La leçon de mai 68 selon Jean-Luc Nancy, originale, profonde, et encore d'actualité, c'est d'avoir compris - sauf dans le slogan, qu'il rejette "tout est politique" - que la démocratie est le pouvoir qui ne se revendique que d'un vouloir commun ("l'"autorité" ne peut être définie par aucune autorisation préalable (institutionnelle, canonique, normée), mais peut seulement procéder d'un désir qui s'y exprime ou qui s'y reconnaît".)

La démocratie est donc vivante et elle exige que la politique ne se mêle pas de tout ("la politique doit se comprendre dans une distinction - et un rapport - avec ce qui ne peut ni ne doit être assumé par elle [...] parce que cela doit êtr pris en charge par tous et chacun selon des modalités dont il est essentiel qu'elles restent diverses, voire divergentes, multiples, voire hétérogènes".)

Cette notion est importante : la démocratie doit laisser une part au non-politique car le politique est un lieu où tout devient négociable et, d'une certaine façon, équivalent, exactement comme le capitalisme tend à établir une équivalence générale de tout.

Pour ménager les espaces nécessaires aux individus en tant qu'ils sont uniques, il faut laisser place à l'incommensurable :"il s'agira de trouver, de conquérir un sens de l'évaluation, de l'affirmation évaluatrice qui donne à chaque geste évaluateur - décision d'existence, d'oeuvre, de tenue - la possibilité de n'être pas lui-même d'avance mesuré par un système donné, mais d'être au contraire, chaque fois, l'affirmation d'une "valeur" - ou d'un "sens" - unique, incomparable, insubstituable".

Je crois que cette dernière citation, qui peut paraître abstraite, est illustrable au contraire très prosaïquement : quand un étranger en situation irrégulière est expulsé non pas parce que des policiers et un juge ont trouvé que sa situation le rendait expulsable, mais parce que des quotas l'exigent, et l'étranger et les policiers et le juge ne sont que des instruments, des objets, interchangeables, des pions d'un système qui les dépasse tous et qui ne leur ménage aucun espace, et qui, au fond, se méfie également de tous et de chacun d'entre eux.

Un corollaire des définitions de la politique et de la démocratie selon Jean-Luc Nancy, qui me le rend particulièrement aimable, est que la démocratie ne peut s'apprécier à partir des fins qu'elle vise, des objectifs qu'elle se donne.

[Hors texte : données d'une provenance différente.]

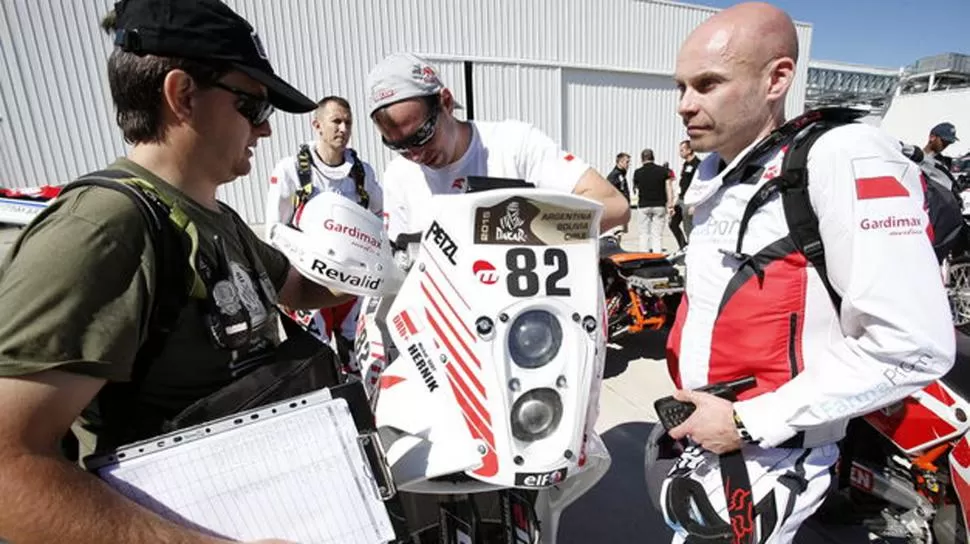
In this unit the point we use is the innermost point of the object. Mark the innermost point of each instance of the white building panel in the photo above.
(57, 120)
(910, 117)
(611, 112)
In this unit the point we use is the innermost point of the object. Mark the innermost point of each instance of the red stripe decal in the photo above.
(388, 382)
(445, 276)
(451, 349)
(879, 187)
(936, 391)
(456, 377)
(450, 326)
(489, 460)
(452, 308)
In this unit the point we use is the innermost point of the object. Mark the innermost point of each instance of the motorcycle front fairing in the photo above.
(499, 330)
(929, 417)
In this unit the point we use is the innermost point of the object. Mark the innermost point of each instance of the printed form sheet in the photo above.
(298, 476)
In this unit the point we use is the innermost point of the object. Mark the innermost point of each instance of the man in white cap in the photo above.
(413, 111)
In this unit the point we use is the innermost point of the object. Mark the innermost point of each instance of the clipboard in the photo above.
(208, 476)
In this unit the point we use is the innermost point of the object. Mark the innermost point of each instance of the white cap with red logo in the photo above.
(338, 244)
(399, 77)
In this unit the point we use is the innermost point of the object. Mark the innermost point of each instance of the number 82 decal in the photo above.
(523, 280)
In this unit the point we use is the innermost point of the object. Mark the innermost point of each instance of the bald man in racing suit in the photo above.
(764, 311)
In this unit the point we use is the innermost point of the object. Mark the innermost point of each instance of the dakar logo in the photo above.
(260, 50)
(510, 225)
(380, 94)
(353, 232)
(425, 73)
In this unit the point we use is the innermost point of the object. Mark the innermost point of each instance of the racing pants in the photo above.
(772, 492)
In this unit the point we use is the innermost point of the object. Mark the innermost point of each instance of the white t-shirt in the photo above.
(284, 182)
(505, 149)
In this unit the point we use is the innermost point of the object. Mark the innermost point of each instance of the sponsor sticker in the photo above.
(521, 221)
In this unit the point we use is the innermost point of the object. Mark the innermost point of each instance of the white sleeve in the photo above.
(896, 330)
(545, 163)
(279, 199)
(396, 213)
(374, 189)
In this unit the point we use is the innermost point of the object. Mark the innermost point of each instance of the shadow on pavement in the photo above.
(617, 509)
(644, 345)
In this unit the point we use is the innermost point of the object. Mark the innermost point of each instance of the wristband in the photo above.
(742, 430)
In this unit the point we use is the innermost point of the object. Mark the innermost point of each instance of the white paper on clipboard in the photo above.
(293, 470)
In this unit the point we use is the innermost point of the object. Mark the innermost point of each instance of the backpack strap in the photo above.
(800, 133)
(357, 174)
(802, 221)
(304, 160)
(174, 240)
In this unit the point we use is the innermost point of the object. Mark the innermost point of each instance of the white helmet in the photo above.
(338, 244)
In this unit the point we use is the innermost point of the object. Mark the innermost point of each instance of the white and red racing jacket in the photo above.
(815, 367)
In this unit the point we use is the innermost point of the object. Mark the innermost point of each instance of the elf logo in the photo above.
(366, 281)
(546, 479)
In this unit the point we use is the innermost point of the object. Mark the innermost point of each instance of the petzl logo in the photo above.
(546, 479)
(485, 272)
(879, 187)
(405, 327)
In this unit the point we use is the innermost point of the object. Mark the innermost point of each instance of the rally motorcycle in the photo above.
(481, 346)
(642, 290)
(956, 266)
(20, 206)
(904, 470)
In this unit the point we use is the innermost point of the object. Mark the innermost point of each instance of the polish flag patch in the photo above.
(387, 382)
(879, 187)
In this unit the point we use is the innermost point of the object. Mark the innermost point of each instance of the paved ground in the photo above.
(617, 509)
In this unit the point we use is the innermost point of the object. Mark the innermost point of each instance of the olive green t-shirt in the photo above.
(76, 291)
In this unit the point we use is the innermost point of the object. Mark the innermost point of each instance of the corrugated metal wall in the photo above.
(910, 117)
(593, 74)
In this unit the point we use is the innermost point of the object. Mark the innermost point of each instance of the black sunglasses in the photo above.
(256, 109)
(421, 136)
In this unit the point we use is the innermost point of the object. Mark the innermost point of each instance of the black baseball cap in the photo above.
(203, 30)
(946, 132)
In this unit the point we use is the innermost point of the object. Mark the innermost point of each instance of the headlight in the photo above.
(534, 338)
(536, 415)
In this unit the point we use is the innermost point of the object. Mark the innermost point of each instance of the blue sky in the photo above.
(885, 33)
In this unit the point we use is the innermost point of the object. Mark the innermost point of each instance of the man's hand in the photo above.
(300, 293)
(712, 423)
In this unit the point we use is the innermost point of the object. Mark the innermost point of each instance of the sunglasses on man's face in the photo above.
(256, 109)
(421, 137)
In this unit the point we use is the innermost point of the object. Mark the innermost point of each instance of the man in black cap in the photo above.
(941, 136)
(194, 92)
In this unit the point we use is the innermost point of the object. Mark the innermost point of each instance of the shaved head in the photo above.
(734, 72)
(753, 34)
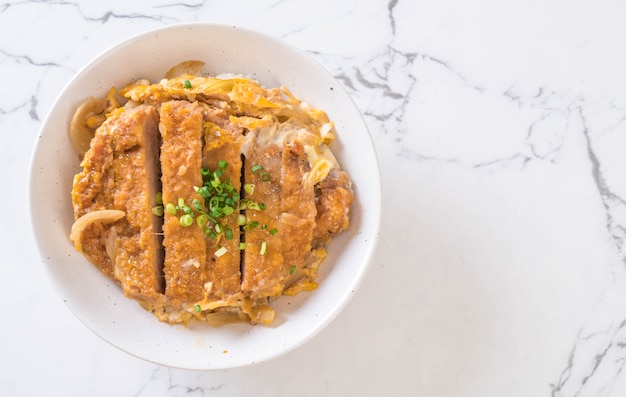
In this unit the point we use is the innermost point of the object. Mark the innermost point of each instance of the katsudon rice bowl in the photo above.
(253, 323)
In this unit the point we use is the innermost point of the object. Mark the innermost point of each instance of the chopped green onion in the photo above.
(252, 205)
(221, 251)
(186, 220)
(202, 220)
(197, 205)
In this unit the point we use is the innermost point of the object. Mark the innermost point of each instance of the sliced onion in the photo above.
(101, 216)
(80, 134)
(186, 67)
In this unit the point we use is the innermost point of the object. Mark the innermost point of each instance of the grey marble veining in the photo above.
(500, 129)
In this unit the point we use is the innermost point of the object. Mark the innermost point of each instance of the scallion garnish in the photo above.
(186, 220)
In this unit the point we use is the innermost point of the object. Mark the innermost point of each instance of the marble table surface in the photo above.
(500, 130)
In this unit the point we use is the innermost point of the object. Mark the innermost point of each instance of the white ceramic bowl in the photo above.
(99, 303)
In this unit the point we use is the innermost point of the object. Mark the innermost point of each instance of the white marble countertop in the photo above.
(500, 129)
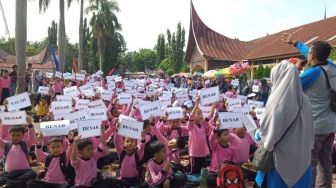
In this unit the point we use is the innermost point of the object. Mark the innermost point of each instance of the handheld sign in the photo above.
(209, 95)
(229, 120)
(13, 118)
(43, 90)
(244, 110)
(18, 102)
(55, 128)
(89, 128)
(61, 107)
(249, 123)
(130, 128)
(98, 113)
(72, 91)
(125, 98)
(233, 103)
(75, 116)
(174, 113)
(150, 109)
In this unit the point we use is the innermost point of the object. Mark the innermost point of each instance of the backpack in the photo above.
(137, 161)
(230, 176)
(67, 170)
(8, 145)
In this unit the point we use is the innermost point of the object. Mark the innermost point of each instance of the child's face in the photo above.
(161, 155)
(87, 152)
(240, 132)
(56, 148)
(16, 136)
(130, 144)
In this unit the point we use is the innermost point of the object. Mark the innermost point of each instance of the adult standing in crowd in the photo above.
(314, 85)
(13, 76)
(287, 130)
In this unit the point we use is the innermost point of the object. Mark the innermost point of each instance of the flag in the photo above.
(111, 72)
(52, 51)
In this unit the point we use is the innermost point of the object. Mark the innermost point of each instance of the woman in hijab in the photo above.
(287, 106)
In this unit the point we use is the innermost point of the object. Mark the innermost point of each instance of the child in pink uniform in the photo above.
(17, 171)
(54, 176)
(159, 169)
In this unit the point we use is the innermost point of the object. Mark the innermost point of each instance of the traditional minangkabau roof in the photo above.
(40, 61)
(213, 45)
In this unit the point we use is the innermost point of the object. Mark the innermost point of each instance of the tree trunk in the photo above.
(20, 42)
(81, 39)
(61, 37)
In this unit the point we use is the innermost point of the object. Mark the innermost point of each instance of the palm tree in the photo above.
(104, 23)
(43, 6)
(20, 42)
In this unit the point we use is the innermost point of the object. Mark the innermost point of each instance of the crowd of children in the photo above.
(153, 161)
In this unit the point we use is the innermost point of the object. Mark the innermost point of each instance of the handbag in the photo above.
(264, 160)
(331, 90)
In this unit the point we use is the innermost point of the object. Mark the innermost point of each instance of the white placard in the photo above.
(255, 88)
(209, 95)
(82, 104)
(205, 111)
(229, 120)
(44, 90)
(150, 109)
(125, 98)
(257, 104)
(235, 82)
(61, 107)
(260, 112)
(80, 77)
(97, 104)
(64, 98)
(75, 116)
(98, 113)
(106, 95)
(18, 102)
(165, 101)
(89, 128)
(174, 113)
(130, 128)
(55, 128)
(71, 91)
(249, 123)
(13, 118)
(233, 103)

Définie comme un moyen de vouloir ensemble tout en ménageant une place à chacun, la démocratie ne peut se voir assigner d'autre tâche que de constater quelle politique sort de la volonté collectivé à un moment donné et en un lieu donné ("avant tout, la politique doit être reconnue distincte de l'ordre des fins").

Je m'arrête là. Ce livre est riche, parfois un peu ardu car elliptique, mais vaut vraiment la peine de s'y plonger et de s'y replonger, il invite à la réflexion sans asséner de conclusions.

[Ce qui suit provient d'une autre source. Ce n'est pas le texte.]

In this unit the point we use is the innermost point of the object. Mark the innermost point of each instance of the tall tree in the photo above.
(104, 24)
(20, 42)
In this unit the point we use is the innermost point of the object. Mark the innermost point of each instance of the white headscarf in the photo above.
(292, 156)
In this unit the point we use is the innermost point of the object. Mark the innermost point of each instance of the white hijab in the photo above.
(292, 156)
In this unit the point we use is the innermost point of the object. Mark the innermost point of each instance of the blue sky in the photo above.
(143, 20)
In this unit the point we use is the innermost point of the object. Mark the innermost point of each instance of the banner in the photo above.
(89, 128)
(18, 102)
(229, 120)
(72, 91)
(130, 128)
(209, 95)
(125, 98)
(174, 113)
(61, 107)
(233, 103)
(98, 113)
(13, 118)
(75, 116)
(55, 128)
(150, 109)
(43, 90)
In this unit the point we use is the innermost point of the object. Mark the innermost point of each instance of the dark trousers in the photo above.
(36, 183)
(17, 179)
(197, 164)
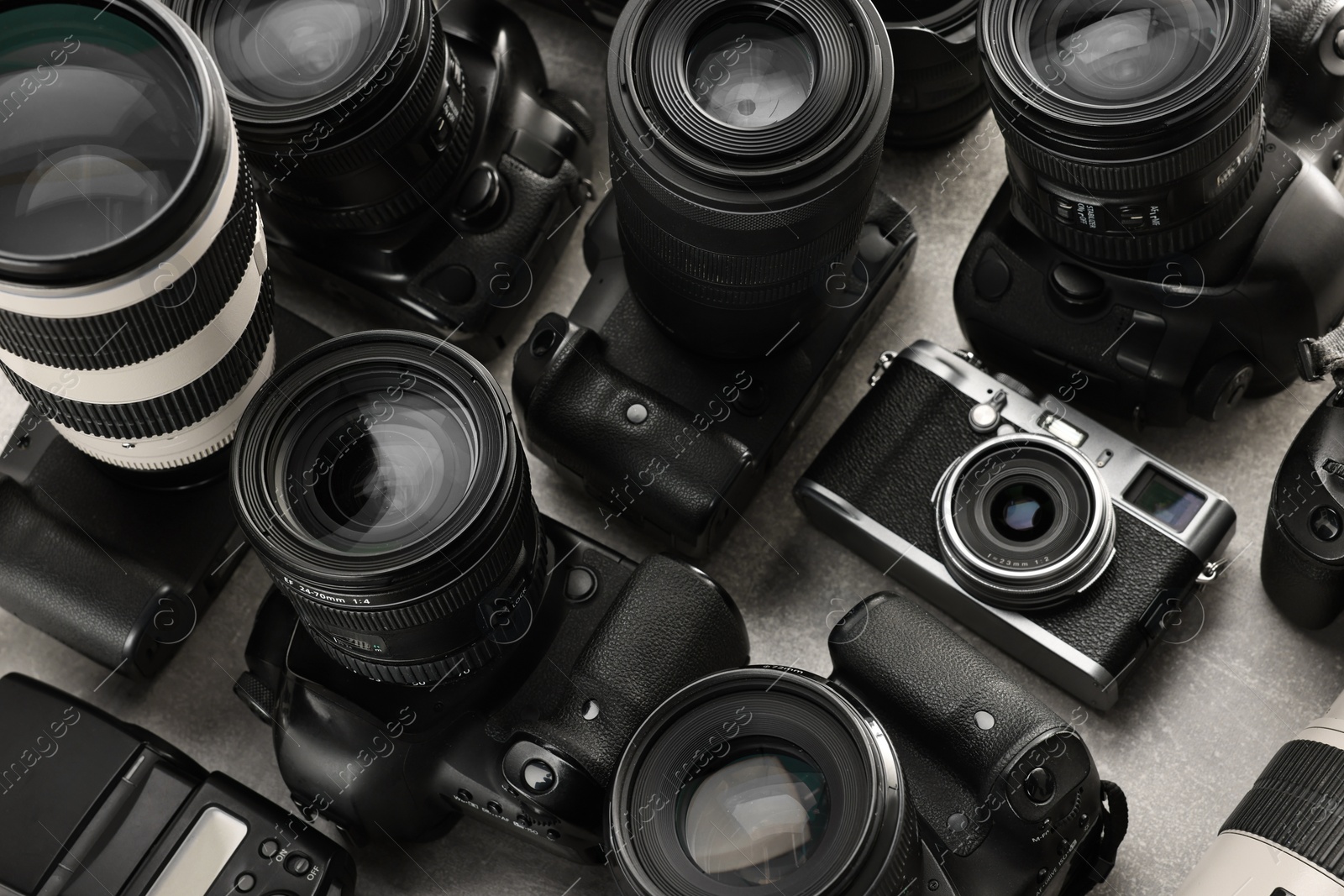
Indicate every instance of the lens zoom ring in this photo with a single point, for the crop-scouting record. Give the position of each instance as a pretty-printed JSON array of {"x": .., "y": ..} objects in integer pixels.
[
  {"x": 409, "y": 113},
  {"x": 464, "y": 594},
  {"x": 417, "y": 195},
  {"x": 172, "y": 411},
  {"x": 1299, "y": 804},
  {"x": 1147, "y": 248},
  {"x": 1142, "y": 176},
  {"x": 155, "y": 325}
]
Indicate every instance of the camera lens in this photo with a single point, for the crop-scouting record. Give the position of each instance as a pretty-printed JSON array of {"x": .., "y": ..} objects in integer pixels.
[
  {"x": 745, "y": 144},
  {"x": 1135, "y": 129},
  {"x": 761, "y": 779},
  {"x": 754, "y": 817},
  {"x": 134, "y": 301},
  {"x": 940, "y": 89},
  {"x": 1025, "y": 523},
  {"x": 354, "y": 113},
  {"x": 381, "y": 481}
]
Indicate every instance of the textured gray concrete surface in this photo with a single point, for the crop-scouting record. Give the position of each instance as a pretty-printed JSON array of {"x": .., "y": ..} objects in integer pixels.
[{"x": 1194, "y": 727}]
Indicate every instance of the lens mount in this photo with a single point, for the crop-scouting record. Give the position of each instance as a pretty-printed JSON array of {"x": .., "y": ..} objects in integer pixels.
[
  {"x": 1025, "y": 521},
  {"x": 761, "y": 777},
  {"x": 381, "y": 481},
  {"x": 1135, "y": 129}
]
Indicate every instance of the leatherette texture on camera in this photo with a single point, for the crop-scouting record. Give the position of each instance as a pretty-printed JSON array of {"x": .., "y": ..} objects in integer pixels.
[
  {"x": 887, "y": 457},
  {"x": 665, "y": 469},
  {"x": 927, "y": 685},
  {"x": 58, "y": 580},
  {"x": 665, "y": 631}
]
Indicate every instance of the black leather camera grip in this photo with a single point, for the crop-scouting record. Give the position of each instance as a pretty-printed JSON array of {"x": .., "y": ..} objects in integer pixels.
[
  {"x": 638, "y": 452},
  {"x": 924, "y": 678},
  {"x": 92, "y": 598},
  {"x": 669, "y": 627}
]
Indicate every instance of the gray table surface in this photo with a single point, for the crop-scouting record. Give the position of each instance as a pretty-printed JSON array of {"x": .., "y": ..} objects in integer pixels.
[{"x": 1193, "y": 730}]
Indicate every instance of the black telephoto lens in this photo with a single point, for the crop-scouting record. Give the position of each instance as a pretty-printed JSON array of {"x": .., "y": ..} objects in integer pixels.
[
  {"x": 940, "y": 90},
  {"x": 134, "y": 300},
  {"x": 382, "y": 483},
  {"x": 746, "y": 137},
  {"x": 1135, "y": 129},
  {"x": 354, "y": 113}
]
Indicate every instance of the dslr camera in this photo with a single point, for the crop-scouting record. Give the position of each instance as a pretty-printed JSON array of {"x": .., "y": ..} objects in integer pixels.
[
  {"x": 97, "y": 806},
  {"x": 734, "y": 265},
  {"x": 1053, "y": 537},
  {"x": 1171, "y": 221},
  {"x": 444, "y": 649},
  {"x": 1281, "y": 839},
  {"x": 407, "y": 155},
  {"x": 916, "y": 768}
]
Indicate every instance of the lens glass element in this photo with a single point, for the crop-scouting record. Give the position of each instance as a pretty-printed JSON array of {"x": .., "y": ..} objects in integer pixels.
[
  {"x": 281, "y": 51},
  {"x": 376, "y": 464},
  {"x": 1117, "y": 53},
  {"x": 750, "y": 73},
  {"x": 756, "y": 819},
  {"x": 100, "y": 129}
]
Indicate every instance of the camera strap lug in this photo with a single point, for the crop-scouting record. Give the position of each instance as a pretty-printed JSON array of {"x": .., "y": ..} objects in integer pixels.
[{"x": 880, "y": 367}]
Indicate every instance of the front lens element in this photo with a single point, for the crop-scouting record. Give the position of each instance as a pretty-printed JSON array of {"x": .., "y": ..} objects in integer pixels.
[
  {"x": 383, "y": 474},
  {"x": 293, "y": 50},
  {"x": 757, "y": 817},
  {"x": 100, "y": 129},
  {"x": 1115, "y": 54},
  {"x": 1025, "y": 523},
  {"x": 750, "y": 74}
]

Rien sur l'Europe ? Une citation pas plus explicitée, mais qui est l'évidence même. Evoquant le contexte politique de 68, Nancy écrit que "l'Europe ne discernait pas à quel point elle n'était plus ce qu'elle avait cru être ni peut-être non plus à quel point elle ne pouvait devenir ce qu'elle s'efforçait pourtant d'engendrer : l'"Europe" comme entité spirituelle et comme unité géopolitique".